Часть 24 из 51 В начало
Для доступа к библиотеке пройдите авторизацию
На пороге – крепко сбитая невзрачная женщина лет сорока в серой растянутой футболке и мешковатых брюках карго, в модных вьетнамках. На сгибе локтя – бинт. Лицо без косметики, с резкими чертами, некрасивое. Стрижка ежиком.
Катя поняла, что перед ними не Ирина Лифарь. Вряд ли юный красавец-блондин с портрета влюбился бы в такую мужланку. Она ощутила сладковатый дурманящий запах, он словно окутывал незнакомку.
– Что вам надо? Мы закрыты. Не работаем.
– Полиция. По делу об убийстве известной вам Регины Гришиной. – Капитан Блистанов сунулся в дверь. – Вы кто? Как ваша фамилия?
– Куда лезешь, мелкий? – Женщина сразу грубо, мощно рванула дверь на себя. – Мы на карантине. В самоизоляции.
– Эльга, кто там еще?
Голос женский хрипловатый.
– Ментов принесло. Они говорят – ОНА сдохла!
За спиной мужланки возник силуэт. Фигура на пороге, цепляющаяся рукой за косяк двери, ведущей в фотомастерскую… В сумраке Катя не смогла разглядеть лица. Зато увидела другое – закатный луч, пробившийся сквозь жалюзи, высветил на фоне дверного косяка женскую руку, кисть, похожую видом на клешню насекомого. На кисти имелось лишь два пальца – мизинец и большой. От прочих остались обрубки первой фаланги.
– Мы в самоизоляции, – объявила Эльга и с грохотом захлопнула стальную дверь фотосалона, едва не прищемив капитану Блистанову нос.
Гектор сразу повернул к машине, открыл багажник, расстегнул молнию армейского баула и вынул что-то из кармашка, затем достал ноутбук, водрузил его на баул. Закрывая багажник, он нагнулся, словно проверяя колесо, и прилепил маленький черный предмет к столбу металлической ограды газона прямо напротив двери фотосалона. Когда они вырулили со стоянки, он проделал то же самое на выезде на Ленинский проспект – прикрепил нечто к фонарному столбу у самой дороги.

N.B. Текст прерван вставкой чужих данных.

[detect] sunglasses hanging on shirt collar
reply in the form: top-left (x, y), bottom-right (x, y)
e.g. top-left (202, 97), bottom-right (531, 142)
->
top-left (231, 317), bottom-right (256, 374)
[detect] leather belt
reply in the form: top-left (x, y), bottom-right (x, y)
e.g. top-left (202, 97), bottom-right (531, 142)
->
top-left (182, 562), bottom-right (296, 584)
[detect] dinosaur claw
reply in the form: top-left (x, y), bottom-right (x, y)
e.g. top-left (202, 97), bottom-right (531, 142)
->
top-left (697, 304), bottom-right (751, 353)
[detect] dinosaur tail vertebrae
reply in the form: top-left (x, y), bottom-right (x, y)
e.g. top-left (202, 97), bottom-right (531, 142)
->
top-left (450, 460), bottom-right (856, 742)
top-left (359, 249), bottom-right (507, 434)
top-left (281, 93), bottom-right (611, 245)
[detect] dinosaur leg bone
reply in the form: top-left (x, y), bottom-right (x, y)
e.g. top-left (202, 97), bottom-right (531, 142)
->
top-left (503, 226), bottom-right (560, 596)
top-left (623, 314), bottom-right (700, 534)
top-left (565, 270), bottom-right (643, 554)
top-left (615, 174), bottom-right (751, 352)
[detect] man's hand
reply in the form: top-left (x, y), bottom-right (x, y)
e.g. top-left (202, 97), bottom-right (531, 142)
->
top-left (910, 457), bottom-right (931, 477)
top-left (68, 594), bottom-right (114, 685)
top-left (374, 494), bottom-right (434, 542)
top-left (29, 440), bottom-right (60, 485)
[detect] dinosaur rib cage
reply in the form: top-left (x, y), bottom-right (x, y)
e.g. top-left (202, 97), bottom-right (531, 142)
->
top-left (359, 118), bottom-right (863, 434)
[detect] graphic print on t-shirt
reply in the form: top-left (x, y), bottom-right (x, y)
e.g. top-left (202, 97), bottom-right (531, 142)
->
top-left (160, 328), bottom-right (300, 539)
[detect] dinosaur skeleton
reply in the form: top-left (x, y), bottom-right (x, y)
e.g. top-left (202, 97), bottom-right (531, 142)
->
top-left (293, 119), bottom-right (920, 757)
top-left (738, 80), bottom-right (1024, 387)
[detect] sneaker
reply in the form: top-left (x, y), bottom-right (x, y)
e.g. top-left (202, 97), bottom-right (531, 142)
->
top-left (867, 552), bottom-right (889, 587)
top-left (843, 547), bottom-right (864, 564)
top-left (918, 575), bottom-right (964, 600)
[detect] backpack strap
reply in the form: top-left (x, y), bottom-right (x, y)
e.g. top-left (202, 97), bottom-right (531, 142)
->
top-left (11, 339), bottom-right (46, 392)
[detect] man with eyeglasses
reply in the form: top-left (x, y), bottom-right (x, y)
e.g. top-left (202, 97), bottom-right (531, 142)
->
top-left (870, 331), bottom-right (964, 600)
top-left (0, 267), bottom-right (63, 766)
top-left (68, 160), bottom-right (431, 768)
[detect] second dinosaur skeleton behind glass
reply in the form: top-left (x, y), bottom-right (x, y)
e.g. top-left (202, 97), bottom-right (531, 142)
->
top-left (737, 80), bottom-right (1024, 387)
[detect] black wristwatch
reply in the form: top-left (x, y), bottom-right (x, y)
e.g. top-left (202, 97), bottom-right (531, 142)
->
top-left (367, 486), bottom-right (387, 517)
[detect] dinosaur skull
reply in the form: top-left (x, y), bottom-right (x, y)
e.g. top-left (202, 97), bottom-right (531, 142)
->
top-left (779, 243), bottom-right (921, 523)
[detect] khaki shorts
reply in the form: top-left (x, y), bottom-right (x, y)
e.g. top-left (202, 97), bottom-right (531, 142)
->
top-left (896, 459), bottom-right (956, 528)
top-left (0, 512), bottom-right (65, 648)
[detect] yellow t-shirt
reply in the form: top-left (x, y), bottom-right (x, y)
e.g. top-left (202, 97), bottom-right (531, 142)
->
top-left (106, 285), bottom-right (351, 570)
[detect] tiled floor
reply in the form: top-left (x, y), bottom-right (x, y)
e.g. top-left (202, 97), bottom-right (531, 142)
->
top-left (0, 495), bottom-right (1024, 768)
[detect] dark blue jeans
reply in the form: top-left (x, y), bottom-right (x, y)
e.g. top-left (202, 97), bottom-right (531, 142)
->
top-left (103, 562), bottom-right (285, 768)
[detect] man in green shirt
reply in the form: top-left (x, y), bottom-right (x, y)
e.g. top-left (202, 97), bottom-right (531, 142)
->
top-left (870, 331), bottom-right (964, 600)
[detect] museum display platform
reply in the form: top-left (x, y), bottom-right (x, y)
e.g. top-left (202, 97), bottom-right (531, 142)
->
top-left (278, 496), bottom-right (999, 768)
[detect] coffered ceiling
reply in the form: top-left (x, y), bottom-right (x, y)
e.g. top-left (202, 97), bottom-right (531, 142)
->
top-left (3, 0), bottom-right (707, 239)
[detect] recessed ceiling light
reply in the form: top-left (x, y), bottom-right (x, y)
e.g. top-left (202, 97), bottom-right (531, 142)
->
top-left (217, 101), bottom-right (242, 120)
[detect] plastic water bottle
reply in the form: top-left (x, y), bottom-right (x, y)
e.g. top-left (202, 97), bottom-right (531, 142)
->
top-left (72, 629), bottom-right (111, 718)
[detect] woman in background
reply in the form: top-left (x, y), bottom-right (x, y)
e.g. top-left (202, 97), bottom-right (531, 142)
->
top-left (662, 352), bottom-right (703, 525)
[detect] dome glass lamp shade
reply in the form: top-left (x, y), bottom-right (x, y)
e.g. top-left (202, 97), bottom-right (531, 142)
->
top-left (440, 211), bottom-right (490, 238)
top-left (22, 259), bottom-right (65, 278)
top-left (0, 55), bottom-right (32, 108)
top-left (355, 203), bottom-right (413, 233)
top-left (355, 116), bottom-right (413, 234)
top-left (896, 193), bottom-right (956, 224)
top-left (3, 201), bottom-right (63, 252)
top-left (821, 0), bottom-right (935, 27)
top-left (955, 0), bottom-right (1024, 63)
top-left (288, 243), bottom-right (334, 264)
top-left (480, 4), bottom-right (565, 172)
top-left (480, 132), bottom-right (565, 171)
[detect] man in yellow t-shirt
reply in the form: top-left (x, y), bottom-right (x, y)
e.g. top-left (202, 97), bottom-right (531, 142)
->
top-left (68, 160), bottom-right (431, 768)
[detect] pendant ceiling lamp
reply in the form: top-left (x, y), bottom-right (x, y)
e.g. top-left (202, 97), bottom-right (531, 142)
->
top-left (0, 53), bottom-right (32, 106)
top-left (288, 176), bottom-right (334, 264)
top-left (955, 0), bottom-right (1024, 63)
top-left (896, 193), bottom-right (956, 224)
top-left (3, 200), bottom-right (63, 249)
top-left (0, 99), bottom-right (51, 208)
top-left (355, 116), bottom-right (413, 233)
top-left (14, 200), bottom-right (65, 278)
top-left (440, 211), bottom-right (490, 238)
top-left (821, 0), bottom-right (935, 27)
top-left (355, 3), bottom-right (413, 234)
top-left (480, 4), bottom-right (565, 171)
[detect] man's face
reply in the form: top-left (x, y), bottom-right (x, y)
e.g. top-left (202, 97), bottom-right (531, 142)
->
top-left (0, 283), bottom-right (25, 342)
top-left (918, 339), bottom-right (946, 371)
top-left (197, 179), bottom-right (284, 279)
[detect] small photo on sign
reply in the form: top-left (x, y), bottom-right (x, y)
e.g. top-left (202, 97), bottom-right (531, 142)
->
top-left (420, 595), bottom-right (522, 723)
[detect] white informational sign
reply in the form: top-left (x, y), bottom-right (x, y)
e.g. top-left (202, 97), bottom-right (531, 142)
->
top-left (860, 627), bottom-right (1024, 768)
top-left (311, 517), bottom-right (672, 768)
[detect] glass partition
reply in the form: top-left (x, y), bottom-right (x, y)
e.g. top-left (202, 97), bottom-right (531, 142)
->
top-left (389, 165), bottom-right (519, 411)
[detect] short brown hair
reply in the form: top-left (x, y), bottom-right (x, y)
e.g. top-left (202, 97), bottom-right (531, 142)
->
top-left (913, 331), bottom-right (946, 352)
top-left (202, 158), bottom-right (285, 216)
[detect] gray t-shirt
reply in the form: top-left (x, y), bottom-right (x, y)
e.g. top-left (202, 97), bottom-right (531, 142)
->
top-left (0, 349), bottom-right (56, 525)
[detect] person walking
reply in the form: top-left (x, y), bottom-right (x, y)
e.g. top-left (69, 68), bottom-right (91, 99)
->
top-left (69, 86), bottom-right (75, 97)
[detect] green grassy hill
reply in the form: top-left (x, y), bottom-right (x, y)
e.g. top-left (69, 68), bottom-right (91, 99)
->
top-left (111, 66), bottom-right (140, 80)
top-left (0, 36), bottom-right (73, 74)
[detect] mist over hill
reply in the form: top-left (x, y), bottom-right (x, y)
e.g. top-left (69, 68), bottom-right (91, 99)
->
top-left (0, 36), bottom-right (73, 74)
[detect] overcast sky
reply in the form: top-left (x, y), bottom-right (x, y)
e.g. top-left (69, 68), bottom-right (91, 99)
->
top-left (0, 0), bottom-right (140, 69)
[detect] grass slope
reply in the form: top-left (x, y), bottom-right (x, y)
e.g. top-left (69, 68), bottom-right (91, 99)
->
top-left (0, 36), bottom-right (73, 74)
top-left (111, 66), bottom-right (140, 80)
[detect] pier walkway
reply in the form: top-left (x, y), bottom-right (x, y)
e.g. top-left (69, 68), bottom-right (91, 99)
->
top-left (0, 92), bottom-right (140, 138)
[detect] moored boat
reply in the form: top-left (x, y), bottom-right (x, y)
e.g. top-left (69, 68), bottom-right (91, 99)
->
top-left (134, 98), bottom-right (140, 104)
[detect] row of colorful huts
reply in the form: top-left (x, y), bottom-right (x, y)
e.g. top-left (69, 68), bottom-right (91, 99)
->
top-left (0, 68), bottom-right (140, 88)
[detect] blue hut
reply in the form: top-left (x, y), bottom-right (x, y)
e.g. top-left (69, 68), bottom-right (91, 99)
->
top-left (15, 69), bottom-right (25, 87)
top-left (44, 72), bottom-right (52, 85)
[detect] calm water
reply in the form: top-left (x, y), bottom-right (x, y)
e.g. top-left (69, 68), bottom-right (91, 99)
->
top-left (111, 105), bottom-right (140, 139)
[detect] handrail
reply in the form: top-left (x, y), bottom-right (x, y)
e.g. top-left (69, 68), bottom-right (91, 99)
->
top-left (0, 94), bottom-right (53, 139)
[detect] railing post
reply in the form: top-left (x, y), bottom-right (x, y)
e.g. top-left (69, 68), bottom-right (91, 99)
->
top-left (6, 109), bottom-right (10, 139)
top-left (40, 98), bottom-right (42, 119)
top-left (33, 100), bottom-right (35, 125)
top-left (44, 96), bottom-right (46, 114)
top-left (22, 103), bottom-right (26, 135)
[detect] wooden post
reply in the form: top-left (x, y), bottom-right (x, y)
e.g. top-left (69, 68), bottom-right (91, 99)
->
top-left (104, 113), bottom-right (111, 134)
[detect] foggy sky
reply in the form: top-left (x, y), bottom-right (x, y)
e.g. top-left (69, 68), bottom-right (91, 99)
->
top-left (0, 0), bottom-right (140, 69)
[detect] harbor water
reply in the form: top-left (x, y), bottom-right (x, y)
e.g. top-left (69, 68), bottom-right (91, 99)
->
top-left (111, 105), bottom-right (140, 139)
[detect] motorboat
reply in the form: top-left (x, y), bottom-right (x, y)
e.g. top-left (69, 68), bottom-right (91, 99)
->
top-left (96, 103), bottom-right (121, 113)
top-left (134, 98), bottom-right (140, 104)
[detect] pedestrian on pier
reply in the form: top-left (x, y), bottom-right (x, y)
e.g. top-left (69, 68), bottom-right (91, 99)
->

– Беспроводные камеры на магните, вожу с собой с момента, как мы побывали в доме чудес в Полосатове. Вот и пригодились, – пояснил он Кате, открывая ноутбук и настраивая программу. – Солгала нам тетка насчет карантина. Отшила, как и прочие. Но здесь ситуация иная – от нее травой за версту несет. Канабисом.
– Я почувствовала запах, но про марихуану как-то не подумала. – Катя наблюдала, как он работает с программой камер слежения. Кого-кого, а уж Гектора такому учить не надо!
– Ни разу не пробовали травку? – Он подмигнул ей. – Могу лишь сказать – мо-ло-дец! Насчет хмурой бабы – судя по всему, она и есть та подруга, которая устроила хайп на похоронах. Ее Эльга зовут – а фирма их «ИраЭль», они компаньонки. Мы, конечно, можем поцеловать замок их двери и ретироваться, но я что-то не хочу. А если мы немножко подождем, погуляем, воздухом в Нескучном саду подышим, поужинаем, наконец, на природе? Где травка, обычно там и все остальное. Учитывая следы кокса в крови Лифарь… А дело у нас к вечеру. За наркотой люд обычно к ночи отправляется, как в сказке – варкалось, хливкие шорьки пырялись по мове. Он настроил программу и положил открытый ноутбук на заднее сиденье рядом с Блистановым.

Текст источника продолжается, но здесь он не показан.